As the slab plunges yet deeper, dehydration reactions release water, which at such great pressure and temperature exists as a supercritical fluid that can drift through materials like a gas and dissolve them like a fluid. The fluid rises into the overlying mantle where it lowers the melting point of rock and triggers the violent eruptions of magma that created the Mariana Islands, to which Shore was sailing.

"We think that much of the water that goes down at the Mariana trench actually comes back out of the earth into the atmosphere as water vapor when the volcanos erupt hundreds of miles away," Wiens says.

The scientists will map the distribution of serpentinite in the subducting plate and overlying mantle, by looking for regions where certain seismicwaves travel more slowly than usual.

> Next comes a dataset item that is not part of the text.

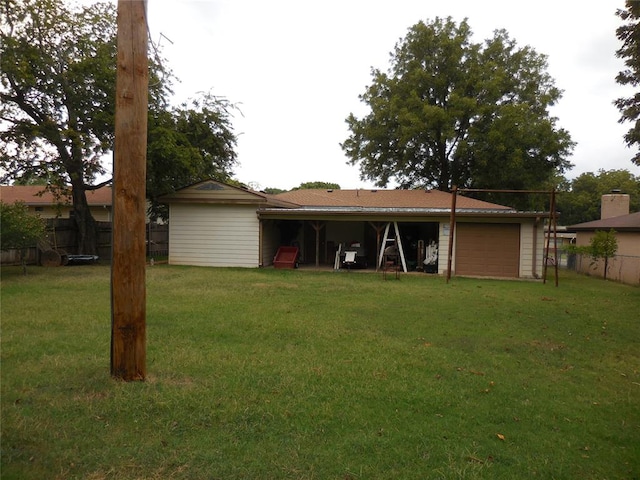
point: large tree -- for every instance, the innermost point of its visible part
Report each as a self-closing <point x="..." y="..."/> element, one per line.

Tracing the water cycle within subduction zones will allow the scientists to better understand island-arc volcanism and subduction-zone earthquakes, which are among the most powerful in the world

But the role of subsurface water is not limited to these zones. Scientists don't know how subduction got started in the first place, but water may be a necessary ingredient. Venus, which is in many ways similar to Earth, has volcanism but no plate tectonics, probably because it is bone dry.

After the cruise some of the scientists set sail on a smaller boat to install seismometers on five islands surrounding the trench. The volcano that created one of these islands, Pagan, has erupted several times over the past 30 years. Fortunately it was only moderately active when the team was there, expelling steam that reflects the setting sun in this photo.

(Photo Credit: Heather Relyea)

This is the Thomas G. Thompson and the Marcus G. Langseth at the Navy Pier in Guam. The Thompson laid seismic instruments, which are stacked and ready on its deck, and the Langseth then sailed transects over the instrumented area, firing its airgun array and recording the reflections from subsurface rock layers.